Sunday, 5 October 2014

A Chairy Tale - Joan Lennon

I was thinking about the first time my dad took me to see Norman McLaren's film Neighbours, among other Canadian Film Board films, and remembering how appalled I was.  I can't think I was very old - certainly young enough to be thoroughly scared when the two men kill the mothers and babies.  (I wasn't nearly as bothered by them killing each other.  And I remember thinking the flowers were being much too forgiving at the end.)  If you haven't watched it in a while, or if you've never seen it, it's well worth a look.

And then I remembered this ... I welcome you to take a few moments to return to 1957 (or go there for the first time if you're that bit younger) and watch A Chairy Tale by Norman McLaren with music by Ravi Shankar on sitar and Chantur Lal on tabla.

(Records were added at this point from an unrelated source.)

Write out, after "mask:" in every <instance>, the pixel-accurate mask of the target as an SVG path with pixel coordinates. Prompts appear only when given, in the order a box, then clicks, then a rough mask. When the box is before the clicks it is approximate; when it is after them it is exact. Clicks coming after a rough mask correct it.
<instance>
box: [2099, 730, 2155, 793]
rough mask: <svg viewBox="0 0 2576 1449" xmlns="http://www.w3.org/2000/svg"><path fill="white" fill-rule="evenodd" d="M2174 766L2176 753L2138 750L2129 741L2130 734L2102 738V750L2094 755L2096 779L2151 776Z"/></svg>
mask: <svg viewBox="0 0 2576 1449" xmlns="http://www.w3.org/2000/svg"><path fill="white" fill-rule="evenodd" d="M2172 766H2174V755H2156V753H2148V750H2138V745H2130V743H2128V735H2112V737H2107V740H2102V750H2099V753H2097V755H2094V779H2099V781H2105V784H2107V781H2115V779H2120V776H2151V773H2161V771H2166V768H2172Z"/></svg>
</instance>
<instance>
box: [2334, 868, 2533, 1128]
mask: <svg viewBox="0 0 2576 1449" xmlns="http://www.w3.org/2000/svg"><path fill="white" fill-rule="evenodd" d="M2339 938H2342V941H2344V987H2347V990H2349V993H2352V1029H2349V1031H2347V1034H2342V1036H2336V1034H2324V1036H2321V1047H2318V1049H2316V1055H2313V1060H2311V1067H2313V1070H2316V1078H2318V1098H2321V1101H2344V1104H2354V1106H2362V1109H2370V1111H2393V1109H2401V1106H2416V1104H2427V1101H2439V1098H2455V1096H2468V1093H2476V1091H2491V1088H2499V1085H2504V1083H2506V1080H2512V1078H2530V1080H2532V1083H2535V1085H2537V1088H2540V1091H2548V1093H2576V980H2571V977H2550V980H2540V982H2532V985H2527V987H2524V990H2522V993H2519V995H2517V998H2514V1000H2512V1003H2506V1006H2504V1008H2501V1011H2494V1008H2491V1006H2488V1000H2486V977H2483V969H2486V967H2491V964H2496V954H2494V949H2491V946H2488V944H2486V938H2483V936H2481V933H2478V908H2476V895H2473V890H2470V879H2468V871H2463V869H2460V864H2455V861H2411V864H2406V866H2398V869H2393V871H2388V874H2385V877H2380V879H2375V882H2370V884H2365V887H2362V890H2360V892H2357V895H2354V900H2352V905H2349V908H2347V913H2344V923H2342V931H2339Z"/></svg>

And they sat happily ever after ...


Joan Lennon's website.
Joan Lennon's blog.

3 comments:

Joan Lennon said...

I absolutely should have mentioned Claude Jutra, the young man who played opposite the chair, who was also a well-known Canadian director and actor. Mon Oncle Antoine is probably his most famous film.

carol drinkwater said...

This is a revelation to me, Joan, but not so far away from the mime classes we were taught at drama school by Catherine Clouzot. She had trained in Paris under the great mime artist, Marcel Marceau. Until that time (late 60s), English theatre was much more centred on the beauty of language and the more physical side of its expression had been neglected. Drama Centre, where I trained, and new developments in USA (and perhaps also Canada?) were moving the physical side more centre stage. This video is utterly brilliant. I had never seen it before. Thank you for bringing back those years. A wonderful Sunday morning entertainment.

Penny Dolan said...

Loved both these films, Joan. (Where do you get time to find your videos?)

They reminded me of the physical theatre work of Gecko. Do look out for Gecko's rare & surreal appearances if you can.